Dice Aristóteles (un filósofo que vivió en Grecia hace muuuucho tiempo, en el siglo IV a. de C.) que los hombres, las personas, “-ahora y desde el principio- comenzaron a filosofar al quedarse maravillados ante algo”. Primero se maravillaron ante los fenómenos sorprendentes más comunes (como un niño cuando ve llover por primera vez); pero, después, al ir progresando poco a poco, se sintieron también perplejos “ante las cosas de mayor importancia, por ejemplo, ante las peculiaridades de la luna, y las del sol y los astros, y ante el origen del Todo”. Seguro que conoces esta sensación de perplejidad: todos la hemos sentido desde bien pequeños, aunque muchos, cuando crecemos, la vamos olvidando, tapando. Nosotros y nosotras vamos a intentar, tanto dentro como fuera de clase, despertar y mantener despierta esa perplejidad, esa capacidad de admirarnos ante todo lo que nos rodea. Porque estamos vivos y, como dicen que dijo otro gran filósofo de la antigüedad, “una vida sin reflexión no es digna de ser vivida”.



Nos cuenta Platón que Sócrates (no el futbolista sino el filósofo) afirmó que “una vida sin reflexión no merece la pena ser vivida”. ¿Qué pudo querer decir con eso? ¿Cómo es una vida sin reflexión?
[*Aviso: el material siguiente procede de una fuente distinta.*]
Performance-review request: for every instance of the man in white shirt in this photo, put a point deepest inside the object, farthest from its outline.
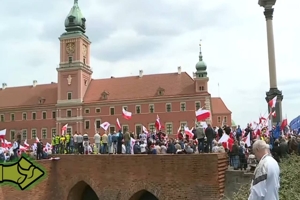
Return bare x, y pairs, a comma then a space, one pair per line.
266, 182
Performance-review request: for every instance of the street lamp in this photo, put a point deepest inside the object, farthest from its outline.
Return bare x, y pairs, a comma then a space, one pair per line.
273, 91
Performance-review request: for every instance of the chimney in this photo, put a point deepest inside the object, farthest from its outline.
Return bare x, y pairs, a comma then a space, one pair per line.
34, 83
141, 74
4, 85
179, 69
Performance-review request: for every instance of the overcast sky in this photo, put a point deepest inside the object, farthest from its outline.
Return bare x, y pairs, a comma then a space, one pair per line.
157, 36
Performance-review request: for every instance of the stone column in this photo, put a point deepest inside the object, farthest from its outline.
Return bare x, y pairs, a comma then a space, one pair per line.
272, 67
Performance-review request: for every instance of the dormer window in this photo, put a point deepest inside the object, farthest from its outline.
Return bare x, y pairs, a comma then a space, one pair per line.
71, 19
104, 95
160, 91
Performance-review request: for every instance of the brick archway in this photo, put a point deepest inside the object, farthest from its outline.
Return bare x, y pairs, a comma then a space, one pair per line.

Nosotros pensamos que desde bien temprano nos brotan preguntas filosóficas sobre nosotros y el mundo… pero a medida que pasan los años, las vamos tapando. ¿Cómo serían el mundo y nuestras vidas sin tapar nuestras preguntas filosóficas, aquellas mediante las que nos preguntamos por el sentido de nuestras vidas, por la razón por la que hacemos lo que hacemos, por la causa de que las cosas sean como son y no de otra manera?